Why Not Retry Forever?

Retrying forever may sound simple, but it creates problems.

If the event has bad data, retrying will never fix it.

If the downstream system is down for a long time, endless retries can create unnecessary load.

If many events fail, retrying everything continuously can make the system unstable.

That is why we need:

• limited retry attempts
• clear retry tracking
• DLQ for failed events
• monitoring and alerting

What This Solves

Retry Topic + DLQ Pattern helps us handle failed events in a controlled way.

It gives us:

• retry for temporary failures
• protection from endless retry loops
• a separate place for permanently failed events
• better debugging and monitoring

This is very useful in event-driven systems where message processing can fail due to temporary or permanent issues.

What Is Still Required for Production

This demo keeps the implementation simple for learning.

In production systems, we usually need more things:

• retry delay or backoff
• separate retry topics for different delays
• DLQ monitoring and alerting
• replay mechanism from DLQ
• better error classification
• idempotent consumers
• tracing and correlation IDs

Retry With Backoff

In this demo, retry happens immediately.

This keeps the implementation simple and easy to understand.

But in production, immediate retry is not always useful.

If the database is down, retrying again within milliseconds will probably fail again.

So production systems usually use retry with backoff.

Example:

• first retry after 10 seconds
• second retry after 1 minute
• third retry after 5 minutes

This gives temporary failures some time to recover.

Some systems use separate retry topics for each delay window.

For example:

• order-events-retry-10s
• order-events-retry-1m
• order-events-retry-5m

Ordering Consideration

Retry topics also introduce one important tradeoff.

If strict ordering is required for events with the same key, retry design needs extra care.

Moving one failed event to a retry topic can allow later events to continue in the main topic.

That is good for availability.

But it may change the original processing order.

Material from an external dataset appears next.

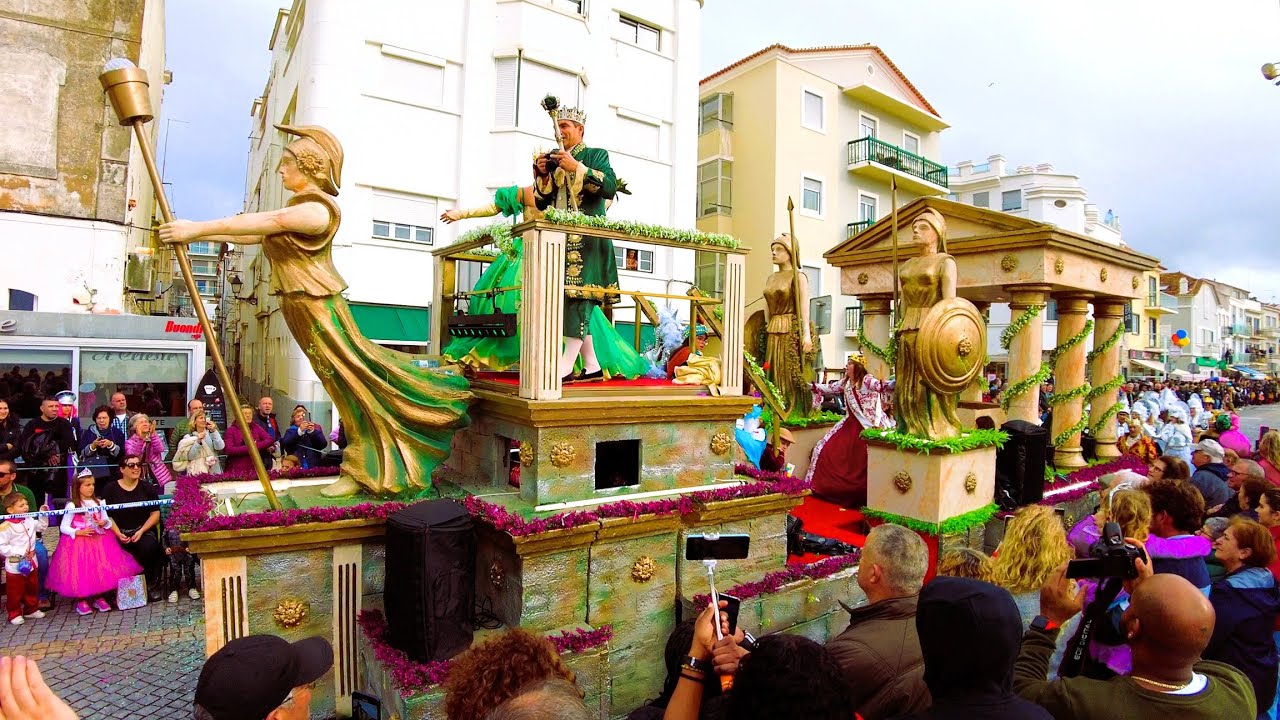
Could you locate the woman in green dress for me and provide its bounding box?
[440,183,649,378]
[160,126,471,496]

So if ordering is very important, the retry strategy should be designed based on the business requirement.

Spring Kafka Support

This demo implements the retry flow manually so the idea is easy to understand.

Spring Kafka also provides retry topic support, which can reduce some boilerplate in production applications.

But understanding the manual flow first makes the pattern much clearer.

One important point:

Retry and DLQ do not replace idempotency.

If the same event is retried or replayed, the consumer should still be safe to process duplicates.

So Retry Topic + DLQ and Idempotent Consumer solve different problems.

Retry Topic + DLQ vs Idempotent Consumer

These two patterns are related, but they are not the same.

Retry Topic + DLQ

• handles failed processing
• retries temporary failures
• moves permanently failed events to DLQ

Idempotent Consumer

• handles duplicate event delivery
• prevents duplicate business side effects
• makes retry and replay safer

In real systems, we often need both.

Conclusion

Failures are normal in event-driven systems.

A Kafka consumer may fail because of database issues, downstream timeouts, bad data, or application bugs.

Retry Topic + DLQ Pattern gives us a practical way to handle these failures.

Simple summary:

• process event from main topic
• if it fails, send it to retry topic
• track retry count using a header
• retry only up to a configured limit
• after max retries, move the event to DLQ
• monitor and debug DLQ events later

This gives us a much cleaner and safer event-processing flow.

Repository for this demo: backend-patterns-and-practices/retry-topic-dlq-pattern.